Known simply as “the king” of soccer for his unparalleled prowess on the field, Pelé weathered his share of scandals in his native Brazil, including dating much young women and refusing to acknowledge his first child — suing her 13 times in Brazilian courts in the Nineteen Nineties while he was a government minister.
Sandra Regina Machado, who was born at the height of her father’s fame in 1964, forced him to undergo a court-ordered DNA test that proved in 1996 that he was indeed her father. Machado was the daughter of Anisia Machado, a housekeeper who had an affair with Pelé before his first marriage. She died of cancer in 2006 without receiving any support from her father, in response to Brazilian press reports.
Fame brought Pelé love, adoration — and heartache.
“Girls wanted Pele as their boyfriend, boys wanted Pelé as their brother, parents wanted Pelé as their son, and everybody wanted Pelé as their neighbor,” Brazilian journalist Paulo Cesar Vasconcellos said in “Pele,” a 2021 Netflix documentary. “He was totally fascinating. His natural charisma gave him star quality.”
Edson Aranha do Nascimento was born on October 23, 1940, in Tres Coracoes — “Three Hearts” — a city in southeastern Brazil. Although spelled in another way, his parents named him for inventor Thomas Edson to commemorate the introduction of electricity to Tres Coracoes the 12 months he was born. He was given his nickname as a young boy once he began playing soccer.
“In Portuguese, whenever you kick the ball with the foot we are saying ‘Pe,’ and perhaps I made some mistakes, I don’t know, but my teammates began to say ‘Pe-lé,’ an increasing number of,” he later told Sky Sports. “I didn’t prefer it because my name was Edson, but it surely began and here I’m. Anyway, my family and the ones [who] are near me still call me Dico. That’s what they call me at home.”

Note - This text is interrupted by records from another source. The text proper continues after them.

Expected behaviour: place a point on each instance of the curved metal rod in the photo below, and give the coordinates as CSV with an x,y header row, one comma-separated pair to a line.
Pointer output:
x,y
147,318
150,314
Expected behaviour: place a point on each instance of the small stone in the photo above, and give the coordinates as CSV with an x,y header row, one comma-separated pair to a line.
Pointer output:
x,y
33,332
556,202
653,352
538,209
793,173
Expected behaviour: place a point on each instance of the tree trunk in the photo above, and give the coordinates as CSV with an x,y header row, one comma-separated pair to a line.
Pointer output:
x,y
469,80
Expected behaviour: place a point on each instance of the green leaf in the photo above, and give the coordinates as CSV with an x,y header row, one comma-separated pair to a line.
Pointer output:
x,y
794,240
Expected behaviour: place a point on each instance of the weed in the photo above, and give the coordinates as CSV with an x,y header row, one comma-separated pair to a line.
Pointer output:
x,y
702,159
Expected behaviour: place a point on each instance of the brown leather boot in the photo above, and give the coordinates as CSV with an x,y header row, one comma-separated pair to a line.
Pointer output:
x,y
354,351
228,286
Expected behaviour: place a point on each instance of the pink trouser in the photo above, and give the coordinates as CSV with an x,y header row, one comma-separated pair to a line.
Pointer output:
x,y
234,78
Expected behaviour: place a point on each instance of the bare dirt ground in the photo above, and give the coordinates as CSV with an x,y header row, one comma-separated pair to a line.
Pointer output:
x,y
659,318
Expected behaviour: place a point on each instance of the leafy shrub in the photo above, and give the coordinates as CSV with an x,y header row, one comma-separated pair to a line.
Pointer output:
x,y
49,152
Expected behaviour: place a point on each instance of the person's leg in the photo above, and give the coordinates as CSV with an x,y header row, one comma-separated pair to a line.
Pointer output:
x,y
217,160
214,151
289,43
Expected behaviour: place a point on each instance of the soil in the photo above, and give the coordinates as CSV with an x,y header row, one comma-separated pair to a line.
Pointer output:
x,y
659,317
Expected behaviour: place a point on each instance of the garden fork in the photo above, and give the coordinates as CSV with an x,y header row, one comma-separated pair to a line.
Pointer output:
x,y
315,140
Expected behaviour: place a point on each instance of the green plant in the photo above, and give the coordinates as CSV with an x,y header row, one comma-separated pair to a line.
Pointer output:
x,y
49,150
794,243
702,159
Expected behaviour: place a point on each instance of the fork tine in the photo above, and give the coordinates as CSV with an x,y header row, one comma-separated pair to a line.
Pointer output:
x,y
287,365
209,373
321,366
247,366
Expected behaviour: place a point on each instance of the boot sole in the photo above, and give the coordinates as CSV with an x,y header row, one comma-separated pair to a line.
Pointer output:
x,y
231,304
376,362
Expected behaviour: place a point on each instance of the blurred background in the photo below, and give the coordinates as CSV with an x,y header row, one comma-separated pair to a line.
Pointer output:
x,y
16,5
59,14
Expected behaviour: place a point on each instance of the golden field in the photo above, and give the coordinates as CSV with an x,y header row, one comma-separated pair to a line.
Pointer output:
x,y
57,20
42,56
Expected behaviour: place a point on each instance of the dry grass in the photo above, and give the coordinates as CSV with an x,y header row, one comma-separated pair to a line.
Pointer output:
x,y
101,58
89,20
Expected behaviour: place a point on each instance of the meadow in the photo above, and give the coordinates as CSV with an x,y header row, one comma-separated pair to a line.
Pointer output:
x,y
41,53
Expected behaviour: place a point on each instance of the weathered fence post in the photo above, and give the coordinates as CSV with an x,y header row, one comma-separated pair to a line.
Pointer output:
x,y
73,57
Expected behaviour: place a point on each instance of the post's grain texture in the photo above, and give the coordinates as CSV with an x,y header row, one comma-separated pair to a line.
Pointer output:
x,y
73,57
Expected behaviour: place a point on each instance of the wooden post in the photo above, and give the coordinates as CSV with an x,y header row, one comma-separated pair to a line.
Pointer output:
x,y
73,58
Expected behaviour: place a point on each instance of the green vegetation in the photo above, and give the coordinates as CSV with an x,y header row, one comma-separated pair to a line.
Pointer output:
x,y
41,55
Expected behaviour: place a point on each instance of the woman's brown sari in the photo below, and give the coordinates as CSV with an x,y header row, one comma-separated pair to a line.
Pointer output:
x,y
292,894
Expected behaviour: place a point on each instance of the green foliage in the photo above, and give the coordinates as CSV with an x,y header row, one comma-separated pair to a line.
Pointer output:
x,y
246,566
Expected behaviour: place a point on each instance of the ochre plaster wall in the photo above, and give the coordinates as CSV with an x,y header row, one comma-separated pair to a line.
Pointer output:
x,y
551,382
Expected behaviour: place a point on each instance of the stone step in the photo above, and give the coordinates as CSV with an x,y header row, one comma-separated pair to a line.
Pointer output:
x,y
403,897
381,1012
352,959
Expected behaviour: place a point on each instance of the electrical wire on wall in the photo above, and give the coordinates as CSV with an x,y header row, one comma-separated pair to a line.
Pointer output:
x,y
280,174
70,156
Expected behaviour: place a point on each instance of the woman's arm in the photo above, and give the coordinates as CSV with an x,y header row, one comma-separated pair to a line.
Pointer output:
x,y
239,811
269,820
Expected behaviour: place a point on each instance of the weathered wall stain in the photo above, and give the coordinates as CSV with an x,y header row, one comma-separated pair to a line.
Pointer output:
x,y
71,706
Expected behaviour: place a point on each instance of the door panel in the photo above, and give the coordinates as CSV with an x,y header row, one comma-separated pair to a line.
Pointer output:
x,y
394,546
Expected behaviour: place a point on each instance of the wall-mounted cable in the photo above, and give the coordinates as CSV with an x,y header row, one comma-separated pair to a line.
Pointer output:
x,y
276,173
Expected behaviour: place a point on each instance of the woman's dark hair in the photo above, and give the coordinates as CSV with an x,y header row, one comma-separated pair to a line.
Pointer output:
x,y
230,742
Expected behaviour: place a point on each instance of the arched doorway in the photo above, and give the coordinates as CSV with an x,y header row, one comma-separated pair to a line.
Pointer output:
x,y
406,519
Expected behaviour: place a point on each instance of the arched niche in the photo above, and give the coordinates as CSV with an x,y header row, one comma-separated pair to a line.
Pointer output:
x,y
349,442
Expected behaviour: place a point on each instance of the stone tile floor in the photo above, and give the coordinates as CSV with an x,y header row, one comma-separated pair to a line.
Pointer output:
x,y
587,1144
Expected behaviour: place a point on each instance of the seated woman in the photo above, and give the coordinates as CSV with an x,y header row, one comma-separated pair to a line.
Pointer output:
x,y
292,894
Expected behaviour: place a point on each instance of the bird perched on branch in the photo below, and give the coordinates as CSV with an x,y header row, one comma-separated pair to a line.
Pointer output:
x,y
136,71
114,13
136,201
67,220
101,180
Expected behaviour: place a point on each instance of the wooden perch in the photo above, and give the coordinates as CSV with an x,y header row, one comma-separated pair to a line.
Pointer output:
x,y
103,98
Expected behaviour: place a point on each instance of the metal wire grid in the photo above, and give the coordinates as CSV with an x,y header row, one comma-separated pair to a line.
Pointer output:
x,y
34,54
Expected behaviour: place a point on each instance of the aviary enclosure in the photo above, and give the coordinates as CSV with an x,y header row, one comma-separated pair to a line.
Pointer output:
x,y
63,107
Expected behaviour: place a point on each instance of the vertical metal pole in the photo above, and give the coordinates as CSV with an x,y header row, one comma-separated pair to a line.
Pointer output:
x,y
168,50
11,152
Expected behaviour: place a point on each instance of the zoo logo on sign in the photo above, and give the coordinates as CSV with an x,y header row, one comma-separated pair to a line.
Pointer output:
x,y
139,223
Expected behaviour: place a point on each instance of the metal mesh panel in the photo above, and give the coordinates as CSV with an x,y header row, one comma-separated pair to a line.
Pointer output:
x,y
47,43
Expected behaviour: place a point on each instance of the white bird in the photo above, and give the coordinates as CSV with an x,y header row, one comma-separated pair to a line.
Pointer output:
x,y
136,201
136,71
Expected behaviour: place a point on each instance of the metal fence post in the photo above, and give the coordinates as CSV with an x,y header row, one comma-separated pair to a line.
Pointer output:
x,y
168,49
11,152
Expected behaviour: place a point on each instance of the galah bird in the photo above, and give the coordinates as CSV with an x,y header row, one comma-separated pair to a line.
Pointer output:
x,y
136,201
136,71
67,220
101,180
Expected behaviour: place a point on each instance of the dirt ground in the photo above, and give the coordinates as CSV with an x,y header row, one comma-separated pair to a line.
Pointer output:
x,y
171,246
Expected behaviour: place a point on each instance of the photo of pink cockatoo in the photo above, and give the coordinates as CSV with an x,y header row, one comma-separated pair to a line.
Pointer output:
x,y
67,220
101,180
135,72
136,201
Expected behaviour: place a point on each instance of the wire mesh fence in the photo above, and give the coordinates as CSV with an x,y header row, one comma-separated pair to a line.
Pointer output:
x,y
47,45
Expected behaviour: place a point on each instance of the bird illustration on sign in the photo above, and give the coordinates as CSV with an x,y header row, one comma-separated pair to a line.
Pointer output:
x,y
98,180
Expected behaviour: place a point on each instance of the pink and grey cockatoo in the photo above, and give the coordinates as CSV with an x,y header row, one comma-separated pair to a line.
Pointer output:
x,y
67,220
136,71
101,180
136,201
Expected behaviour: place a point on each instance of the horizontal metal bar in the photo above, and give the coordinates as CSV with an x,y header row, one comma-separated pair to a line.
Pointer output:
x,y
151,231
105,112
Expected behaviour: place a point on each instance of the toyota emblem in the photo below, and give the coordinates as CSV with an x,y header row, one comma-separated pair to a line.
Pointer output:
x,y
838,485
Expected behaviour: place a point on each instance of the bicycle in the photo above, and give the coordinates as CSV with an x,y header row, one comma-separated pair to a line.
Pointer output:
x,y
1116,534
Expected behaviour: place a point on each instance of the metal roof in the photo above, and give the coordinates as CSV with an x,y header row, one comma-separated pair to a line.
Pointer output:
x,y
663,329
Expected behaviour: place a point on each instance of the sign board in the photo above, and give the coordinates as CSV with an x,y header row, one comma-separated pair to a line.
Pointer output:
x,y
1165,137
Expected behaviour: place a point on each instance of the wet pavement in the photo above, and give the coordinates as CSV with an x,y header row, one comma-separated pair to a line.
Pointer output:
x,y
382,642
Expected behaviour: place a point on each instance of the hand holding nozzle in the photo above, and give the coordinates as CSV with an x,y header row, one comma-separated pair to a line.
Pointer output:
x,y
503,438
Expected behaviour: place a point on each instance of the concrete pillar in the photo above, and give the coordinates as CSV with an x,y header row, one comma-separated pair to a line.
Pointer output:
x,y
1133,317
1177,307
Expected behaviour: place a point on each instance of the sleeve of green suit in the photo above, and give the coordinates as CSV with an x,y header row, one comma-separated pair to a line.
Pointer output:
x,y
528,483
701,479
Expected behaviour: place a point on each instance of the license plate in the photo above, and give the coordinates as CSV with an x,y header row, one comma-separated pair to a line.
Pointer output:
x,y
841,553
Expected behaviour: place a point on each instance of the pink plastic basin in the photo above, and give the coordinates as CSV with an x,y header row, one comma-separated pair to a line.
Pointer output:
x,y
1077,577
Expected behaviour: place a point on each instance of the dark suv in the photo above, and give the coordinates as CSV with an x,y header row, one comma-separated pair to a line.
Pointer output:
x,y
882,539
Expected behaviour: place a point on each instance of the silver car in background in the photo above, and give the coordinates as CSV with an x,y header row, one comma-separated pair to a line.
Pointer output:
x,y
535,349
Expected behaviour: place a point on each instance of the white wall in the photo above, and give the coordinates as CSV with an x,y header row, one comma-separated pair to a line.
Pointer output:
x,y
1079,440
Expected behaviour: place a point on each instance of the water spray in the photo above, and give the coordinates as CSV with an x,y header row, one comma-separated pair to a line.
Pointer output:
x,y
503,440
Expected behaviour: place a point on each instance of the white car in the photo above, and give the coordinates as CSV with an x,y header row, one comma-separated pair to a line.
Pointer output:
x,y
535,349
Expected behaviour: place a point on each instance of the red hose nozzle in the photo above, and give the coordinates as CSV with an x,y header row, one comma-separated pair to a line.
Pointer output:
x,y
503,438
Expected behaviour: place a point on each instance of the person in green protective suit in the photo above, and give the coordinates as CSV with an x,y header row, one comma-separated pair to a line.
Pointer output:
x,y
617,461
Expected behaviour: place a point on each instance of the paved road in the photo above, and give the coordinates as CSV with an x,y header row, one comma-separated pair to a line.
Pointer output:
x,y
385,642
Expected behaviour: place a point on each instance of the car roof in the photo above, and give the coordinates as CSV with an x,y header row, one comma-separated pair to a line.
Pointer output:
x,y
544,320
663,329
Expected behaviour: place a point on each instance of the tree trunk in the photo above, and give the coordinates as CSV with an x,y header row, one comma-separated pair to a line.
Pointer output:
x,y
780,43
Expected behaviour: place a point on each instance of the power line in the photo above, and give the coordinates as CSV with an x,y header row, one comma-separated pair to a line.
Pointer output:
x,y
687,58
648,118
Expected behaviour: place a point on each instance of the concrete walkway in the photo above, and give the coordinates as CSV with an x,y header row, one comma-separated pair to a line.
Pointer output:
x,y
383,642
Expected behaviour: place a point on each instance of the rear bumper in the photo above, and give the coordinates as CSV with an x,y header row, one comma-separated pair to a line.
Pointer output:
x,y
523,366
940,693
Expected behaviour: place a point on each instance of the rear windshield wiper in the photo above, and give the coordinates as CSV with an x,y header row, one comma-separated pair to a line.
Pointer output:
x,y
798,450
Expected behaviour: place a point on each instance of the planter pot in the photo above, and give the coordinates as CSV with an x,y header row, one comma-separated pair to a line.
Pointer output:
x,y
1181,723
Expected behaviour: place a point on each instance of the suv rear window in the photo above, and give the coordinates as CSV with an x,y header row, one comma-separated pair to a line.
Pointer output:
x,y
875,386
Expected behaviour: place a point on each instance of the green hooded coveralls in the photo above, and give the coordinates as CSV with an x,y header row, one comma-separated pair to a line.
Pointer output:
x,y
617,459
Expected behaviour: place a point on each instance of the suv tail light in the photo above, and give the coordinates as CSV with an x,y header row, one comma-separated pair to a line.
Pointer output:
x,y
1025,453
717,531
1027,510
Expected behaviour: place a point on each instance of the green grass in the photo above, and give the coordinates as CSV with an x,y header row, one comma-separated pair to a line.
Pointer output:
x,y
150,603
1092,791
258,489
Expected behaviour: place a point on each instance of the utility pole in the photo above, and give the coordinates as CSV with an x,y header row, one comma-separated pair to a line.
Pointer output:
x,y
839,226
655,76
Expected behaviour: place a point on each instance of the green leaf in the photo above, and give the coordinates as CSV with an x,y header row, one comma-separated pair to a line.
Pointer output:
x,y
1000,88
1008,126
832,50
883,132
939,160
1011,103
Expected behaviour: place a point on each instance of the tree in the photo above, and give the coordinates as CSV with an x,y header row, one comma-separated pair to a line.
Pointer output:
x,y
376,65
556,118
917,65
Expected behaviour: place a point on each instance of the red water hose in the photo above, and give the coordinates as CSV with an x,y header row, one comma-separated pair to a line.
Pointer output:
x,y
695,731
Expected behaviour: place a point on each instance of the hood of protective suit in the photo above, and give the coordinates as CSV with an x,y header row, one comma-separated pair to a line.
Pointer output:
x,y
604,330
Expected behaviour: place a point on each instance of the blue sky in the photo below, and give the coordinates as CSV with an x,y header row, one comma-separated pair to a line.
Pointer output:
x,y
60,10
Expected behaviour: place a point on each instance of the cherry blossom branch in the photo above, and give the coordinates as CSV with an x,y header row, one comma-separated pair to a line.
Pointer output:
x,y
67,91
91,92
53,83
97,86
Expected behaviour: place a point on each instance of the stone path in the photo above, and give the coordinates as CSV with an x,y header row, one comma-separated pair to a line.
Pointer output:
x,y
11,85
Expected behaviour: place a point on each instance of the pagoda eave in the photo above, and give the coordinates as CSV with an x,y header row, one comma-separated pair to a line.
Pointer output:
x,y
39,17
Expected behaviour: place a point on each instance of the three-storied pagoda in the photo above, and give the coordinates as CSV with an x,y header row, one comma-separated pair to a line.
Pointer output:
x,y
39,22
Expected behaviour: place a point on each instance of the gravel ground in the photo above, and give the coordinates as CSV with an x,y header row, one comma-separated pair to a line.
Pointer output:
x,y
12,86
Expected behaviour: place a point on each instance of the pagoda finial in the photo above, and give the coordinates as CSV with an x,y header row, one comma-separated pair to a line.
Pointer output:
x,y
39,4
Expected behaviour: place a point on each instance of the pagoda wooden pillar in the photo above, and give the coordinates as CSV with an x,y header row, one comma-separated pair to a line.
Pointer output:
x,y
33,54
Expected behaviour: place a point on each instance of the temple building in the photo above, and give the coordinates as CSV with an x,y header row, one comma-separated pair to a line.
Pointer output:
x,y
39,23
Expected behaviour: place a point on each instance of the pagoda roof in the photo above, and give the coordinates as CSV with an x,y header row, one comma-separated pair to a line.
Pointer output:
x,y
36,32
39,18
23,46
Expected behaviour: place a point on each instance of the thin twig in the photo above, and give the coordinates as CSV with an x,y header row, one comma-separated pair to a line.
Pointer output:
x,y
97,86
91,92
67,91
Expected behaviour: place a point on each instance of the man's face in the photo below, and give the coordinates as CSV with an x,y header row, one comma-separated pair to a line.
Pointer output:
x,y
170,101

From an early age, Pelé was a talented player. In 1950 when Brazil lost the World Cup to Uruguay on their home turf and plunged the soccer-mad country into despair, he made a promise to his father — himself a soccer player known popularly as Dondinho: “I’m going to win a World Cup for you,” Pelé recounted in the Netflix documentary.
He did just that when he was 17 years old, at the 1958 World Cup in Sweden, bringing him international stardom. After which he did it time and again, leading the Brazilian national team to victories in 1962 and 1970.
In his home country, he was almost a deity. But Pelé had a tough time coping together with his newfound fame. “I couldn’t exit,” he said in the Netflix doc. “It was hard to adapt.”
The athlete married his first wife, Rosemeri dos Reis Cholbi in February 1966, and the couple had three children: daughters Kely and Jennifer, and son Edinho. But the marriage soon began unraveling, thanks partly to Pelé’s constant travel together with his Santos team and media and promoting demands — and partly to his roving eye.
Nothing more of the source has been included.